GLI ITALIANI NON TROVANO UN INCARICO, (LAVORO), I DIRIGENTI PUBBLICI SI FANNO IN "QUATTRO"!

Viterbo -

Mentre i cittadini tirano la cinghia la politica ed i grandi Dirigenti pasteggiano ad ostriche e champagne. I manager pubblici poi, sembrano non essere toccati dalla crisi e dai tagli imposti dal Governo, mentre continuano ad accumulare incarichi e redditi che appaiono spropositati e intollerabili. E' il caso di Antonio Mastrapasqua, che, come riportano più volte dagli organi di stampa, siede su almeno venticinque poltrone, oltre a quella impegnativa di presidente dell'INPS. Mastrapasqua è, infatti, vice presidente di Equitalia, presidente del Fondo immobiliare IdeA FIMIT, direttore amministrativo dell'Ospedale Israelitico a Roma e sindaco in svariate società private.

 

Possibile che il Governo non si sia accorto che è una situazione insostenibile? Si chiede Lino ROCCHI della USB Viterbo e perché nessuno solleva il conflitto d'interesse tra la funzione di presidente dell'INPS e gli incarichi in società partecipate dallo stesso Ente Previdenziale?

 

Questo è solo uno dei tantissimi esempi Italiani che la gestione “allegra” della res-pubblica ci riserva.

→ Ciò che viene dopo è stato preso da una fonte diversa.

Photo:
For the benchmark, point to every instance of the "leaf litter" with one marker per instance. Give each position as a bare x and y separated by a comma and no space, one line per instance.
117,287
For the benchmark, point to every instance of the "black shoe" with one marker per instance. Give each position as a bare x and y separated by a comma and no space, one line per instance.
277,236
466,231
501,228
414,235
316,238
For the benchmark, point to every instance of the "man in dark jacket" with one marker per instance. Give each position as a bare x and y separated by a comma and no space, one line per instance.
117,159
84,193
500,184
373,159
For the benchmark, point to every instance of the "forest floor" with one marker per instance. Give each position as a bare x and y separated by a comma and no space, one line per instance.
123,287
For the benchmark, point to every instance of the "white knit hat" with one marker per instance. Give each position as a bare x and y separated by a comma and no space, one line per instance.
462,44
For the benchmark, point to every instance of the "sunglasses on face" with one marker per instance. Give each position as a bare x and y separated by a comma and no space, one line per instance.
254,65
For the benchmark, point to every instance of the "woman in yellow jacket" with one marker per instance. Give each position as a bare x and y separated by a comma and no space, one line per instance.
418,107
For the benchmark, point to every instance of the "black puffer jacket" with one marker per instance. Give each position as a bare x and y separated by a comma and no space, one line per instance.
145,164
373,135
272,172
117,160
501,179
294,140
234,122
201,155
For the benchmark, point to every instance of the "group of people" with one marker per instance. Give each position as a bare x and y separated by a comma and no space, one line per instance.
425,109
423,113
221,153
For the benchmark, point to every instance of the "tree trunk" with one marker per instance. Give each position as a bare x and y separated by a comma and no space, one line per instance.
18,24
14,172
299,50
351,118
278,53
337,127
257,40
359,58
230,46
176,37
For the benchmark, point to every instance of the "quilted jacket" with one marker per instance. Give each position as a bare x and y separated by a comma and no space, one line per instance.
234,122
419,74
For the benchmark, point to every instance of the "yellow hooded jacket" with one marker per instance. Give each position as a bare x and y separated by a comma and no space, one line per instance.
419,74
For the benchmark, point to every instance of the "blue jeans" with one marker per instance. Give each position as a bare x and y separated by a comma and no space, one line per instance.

È necessaria una norma che eviti l'accumulo degli incarichi, prosegue l'esponente dell'USB e stabilisca un tetto ai redditi percepibili in società private a capitale pubblico.

 

Come Organizzazione Sindacale, che bada ai diritti ed ai doveri dei lavoratori, non potevamo rimanere inermi di fronte a tale”scandalo” e per questo abbiamo promosso fin dai primi di Luglio una petizione popolare da inviare a Governo e Parlamento e domani, giovedì 27 settembre a Viterbo, latina, Frosinone, Ostia e Roma raccoglieremo le firme su questo argomento.

 

Per Viterbo l’appuntamento è adiacente alla Sede INPS in via Matteotti, Viterbo, dalle ore 9.00 alle ore 13.00, siamo certi della partecipazione dei cittadini che ormai non ne possono più di essere presi in giro e di essere gli unici a pagare il prezzo di una crisi che non hanno voluto, non hanno creato, ma che stanno subendo, conclude Rocchi.